Dürüstlük nedir?
Dürüstlük dendiğinde pek çok insanın aklına öncelikle model bir insan gelmekte ve bu insan da büyük çoğunlukla toplumda itibar sahibi olarak kabul edilen bir kişi olmaktadır. Saygınlık ya da toplum genelinde itibar sahibi olmak ile dürüstlük arasında vazgeçilmez bir bağlantı gibi varmış gibi görünse de, aslında itibar ya da saygınlık ile dürüstlük birbirinden oldukça farklı kavramlardır. Kişi için manevi bir sorumluluk olan dürüstlük, her bireyin seçim şansına sahip olduğu ve seçim yaparken de kendisinden başka bir otoritenin bulunmadığı bir tercihtir. Dürüst olup olmamak sadece bireysel bir seçimdir. Çok kısa ve yüzeysel bir biçimde dürüstlük kavramını açıklamak gerekirse, bireyin “ikiyüzlü” olmadan yaptığı tüm davranışlardır. Kişinin alacağı kararlar ve bu kararlar doğrultusunda hayata geçireceği eylemleri doğrudan etkileyen dürüstlük kavramının insanların dünya görüşleriyle ilgili olup olmadığına dair de pek çok farklı düşünce dile getirilmiştir.
İlk bakışta insanların bir dine mensup olup olmamasının dürüst olup olmamasıyla ilgisi varmış gibi görünse de, aslında bireyin herhangi bir dine mensup olmaması dürüst olmasını engellemez. Zira ateist olan kişi de en az kendini dindar olarak tanımlayan kişiler kadar dürüst olabilir. Buradaki fark, ateist kişinin dürüstlüğünün rasyonel bir temele sahip olmaması olabilir ki bu da konunun daha da ilginç bir hale gelmesine neden olur. Zira kişinin çıkarlarını gözetmeden “doğru olduğuna inandığı şeyi yapmasının” ardında ölümden sonra yaşam olduğuna inanması farklı bir rasyonel temel iken ateist kişinin bu tür bir inanca sahip olmamasına ve kendisini yargılayacak bir tanrısal güce de inanmamasına rağmen yine de dürüst olmayı seçmesi oldukça ilginçtir. Bu tarz bir dürüstlüğün mantıklı ne gibi bir sebebi olacağına dair pek çok filozof ve psikolog oldukça kapsamlı araştırmalar yapmış, yapmaya da devam etmektedir. Ancak tekrar belirtilmesinde yarar var ki, kişinin ateist olup olmamasının dürüst olmasıyla herhangi bir ilgisi yoktur.

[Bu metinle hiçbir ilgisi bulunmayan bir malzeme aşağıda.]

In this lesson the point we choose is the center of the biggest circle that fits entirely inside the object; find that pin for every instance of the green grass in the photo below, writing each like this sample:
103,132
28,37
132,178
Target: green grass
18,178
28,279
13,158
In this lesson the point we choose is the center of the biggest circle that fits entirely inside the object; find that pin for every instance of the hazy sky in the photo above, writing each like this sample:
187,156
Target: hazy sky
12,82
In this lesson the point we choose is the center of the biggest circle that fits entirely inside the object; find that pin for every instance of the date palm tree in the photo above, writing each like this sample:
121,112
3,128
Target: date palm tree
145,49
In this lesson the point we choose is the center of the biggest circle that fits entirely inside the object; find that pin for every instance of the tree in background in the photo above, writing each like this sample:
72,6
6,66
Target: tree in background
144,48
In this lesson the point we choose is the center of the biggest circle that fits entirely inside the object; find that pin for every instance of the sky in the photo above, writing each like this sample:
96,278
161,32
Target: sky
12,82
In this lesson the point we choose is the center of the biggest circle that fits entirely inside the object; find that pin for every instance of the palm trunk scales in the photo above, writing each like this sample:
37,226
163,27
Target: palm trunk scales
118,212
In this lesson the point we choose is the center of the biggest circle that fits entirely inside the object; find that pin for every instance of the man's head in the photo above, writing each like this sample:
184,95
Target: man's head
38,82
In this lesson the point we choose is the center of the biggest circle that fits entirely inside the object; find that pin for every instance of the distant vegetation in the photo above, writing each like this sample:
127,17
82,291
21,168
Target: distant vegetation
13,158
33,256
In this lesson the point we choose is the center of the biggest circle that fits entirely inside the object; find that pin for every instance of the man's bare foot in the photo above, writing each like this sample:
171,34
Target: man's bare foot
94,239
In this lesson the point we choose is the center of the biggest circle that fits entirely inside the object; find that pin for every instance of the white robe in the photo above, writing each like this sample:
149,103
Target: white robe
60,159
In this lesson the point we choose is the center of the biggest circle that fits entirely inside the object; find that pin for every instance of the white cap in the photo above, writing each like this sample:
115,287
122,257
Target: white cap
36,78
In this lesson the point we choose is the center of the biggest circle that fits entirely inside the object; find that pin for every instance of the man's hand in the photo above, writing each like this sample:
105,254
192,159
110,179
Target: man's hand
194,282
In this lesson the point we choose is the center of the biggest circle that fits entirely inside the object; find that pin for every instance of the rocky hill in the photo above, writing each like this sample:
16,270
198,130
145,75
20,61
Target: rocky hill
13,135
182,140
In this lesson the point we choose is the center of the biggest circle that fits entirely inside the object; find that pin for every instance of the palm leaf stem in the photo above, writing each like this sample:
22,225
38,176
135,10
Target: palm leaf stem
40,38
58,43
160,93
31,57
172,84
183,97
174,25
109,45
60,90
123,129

Tıpkı saygınlık ya da itibar sahibi olmak gibi insanların dini inançları da dürüstlükle ilgili değildir. Psikologlar bir insanın kendi çıkarlarını değil de başka insanların menfaatleri doğrultusunda eylemler yapması ardında yatan neden konusunda incelemeler yapmakta, bu konuda günümüzün bilim dünyasında birçok farklı görüş bulunmaktadır. Bu görüşler arasında dürüstlüğün insanoğlunun doğasında olduğu ve her insanın belirli bir dürüstlük anlayışı ile doğduğu belirten fikirler de yer almaktadır. Dürüstlüğün her insanın doğasında var olduğuna dair görüşler ahlak felsefesini de ilgilendirmektedir. Dürüst bir insan gerçek olarak kabul ettiği bir bilgi hakkında yalan söylemenin kendisi açısından avantajlı olduğu bilse dahi tüm dezavantajları göze alarak yalan söylemeyi ret eder. Bu doğrultuda bakıldığında ateist olsun olmasın dünya üzerindeki her insanın hayatının bir bölümünde dahi olsa dürüst olmayı seçebilmesi, dürüstlük kavramının insan olmanın gereği olduğuna dair fikirlerin de dile getirilmesine sebep olmuştur.